Schlagen wir uns nur alle Bilder von abstoßenden Gestalten mit Hörnern und  Pferdehuf und andere Bilder aus dem Kopf und einigen wir uns darauf: Doch, es gibt sie leider Gottes: Machtvolle zerstörerische Einflüsse, die bewirken, dass Gewalt und Feindschaft, Haß und Neid, Egoismus und  Unterdrückung zunehmen und sich schliesslich entladen..Sehr oft sind diese Einflüsse anfangs schwer zu erkennen, kaum zu durchschauen, sie kommen gut getarnt einher, oft sehr verführerisch...und erst später - oft erst zu spät - zeigt sich ihre betrügerische Potenz –: sie versprachen Leben und meinten Tod, verhiessen Freude und schafften unendliches Leid.

 

Und eines bewirken sie mit Vorliebe: Sie lullen ein, machen bequem und denkfaul, führen dazu, dass Menschen mit dem Strom schwimmen statt gegen ihn.
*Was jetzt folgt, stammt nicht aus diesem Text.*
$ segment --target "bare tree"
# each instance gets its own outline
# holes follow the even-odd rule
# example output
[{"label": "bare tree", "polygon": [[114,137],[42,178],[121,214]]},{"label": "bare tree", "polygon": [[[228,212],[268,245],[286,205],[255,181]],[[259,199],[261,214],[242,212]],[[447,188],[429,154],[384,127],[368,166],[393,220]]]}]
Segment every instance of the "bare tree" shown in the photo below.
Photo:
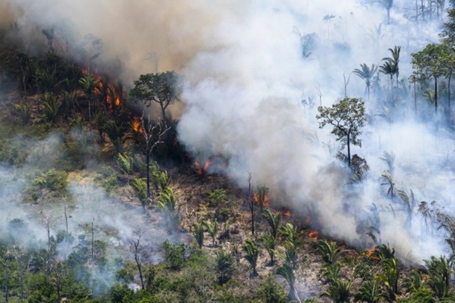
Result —
[{"label": "bare tree", "polygon": [[139,272],[139,279],[141,279],[141,287],[142,289],[145,289],[144,278],[142,273],[142,264],[141,264],[141,238],[147,230],[142,230],[138,227],[133,231],[133,238],[130,240],[130,251],[134,255],[134,261],[137,266],[137,270]]},{"label": "bare tree", "polygon": [[143,113],[141,117],[141,129],[142,135],[145,140],[145,164],[147,169],[147,199],[151,196],[150,194],[150,156],[153,149],[161,143],[163,143],[163,137],[165,133],[170,129],[170,127],[164,124],[164,127],[161,122],[154,124],[149,116],[144,119]]}]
Dass sie reden, wie alle andern; denken, wie alle andern; handeln wie alle anderen. Und vor allem: Sie haben etwas gegen den Glauben an Gott; ein Mensch, der es mit dem Glauben ernst meint, ist ihnen besonders verhasst; eine lebendige Gottesbeziehung suchen sie mit List und Macht  zu zerstören.  

 

Der Teufel ist nach allem, was man so hört, auch ein hervorragender Bibelkenner. Er kennt natürlich auch diesen Text. Und ich stelle mir vor, dass er sich angesichts diese Bildes von er sog. „geistlichen Waffenrüstung“ sagt: Den Helm des Heils sollen die Christen tragen? Ach, ich setze ihnen stattdessen lieber eine Schlafmütze auf, möglichst eine Nummer zu groß, so dass sie ihnen über Augen und Ohren rutscht. Blind, verblendet  sollen sie werden – damit sie nicht erkennen, wie ich mich anschleiche. Taub sollen sie sein – taub für die Mahnungen und Warnungen Gottes.

 

Oder er sagt sich: Das Schwert des Geistes sollen die Christen  führen? Nun, sie haben ja schon etwas sehr Scharfes und Spitzes: Ihre Zunge. Da träufele ich einfach ein paar Tropfen von  meinem süssen Gift drauf und schon sagen sie Worte, an denen ich meine helle Freude habe:  Worte,die Beziehungen vergiften, Misstrauen schaffen, verletzen und  kränken. Herrlich, was für verheerende Wirkungen ich mit ihrer Zunge erzielen kann!

 

Oder: Stiefel sollen sie tragen, um  standfest zu sein und aufrecht? Ich werde ihnen einreden: Macht's euch nicht so schwer. Ihr könnt es bequemer haben: Schöne weiche Filzpantoffeln, mit denen sich gut leisetreten lässt! Nur nichts Unbequemes sagen. Sondern  es möglichst allen recht machen, sich liebkind machen...

 

So etwa denkt und handelt er, der listige Schleicher. Verspricht Leben und betrügt ums Leben. Sieht anfangs attraktiv aus und lockt verführerisch – aber hat er einen – einen einzelnen Menschen  oder auch ganze Völker - erstmal im Griff, dann zeigt er seine wahre

Fratze und er zerstört und vernichtet Leben gnadenlos.  Bilder sollen wir uns von ihnen nicht machen – aber an ihren Wirkungen können wir sie erkennen – dieses höllische Heer von Einflüssen, die unser Text so beschreibt: „Die Mächtigen und Gewaltigen, Herren der Welt, die in dieser Finsternis herrschen, die bösen Geister unter dem Himmel“.  

 

Mit unsrer Macht ist gegen sie nichts getan; wir können uns  vor ihnen   nur schützen und

sie vertreiben, indem wir, wie Paulus uns rät, „stark sind in dem Herrn und in der Macht

seiner Stärke“. .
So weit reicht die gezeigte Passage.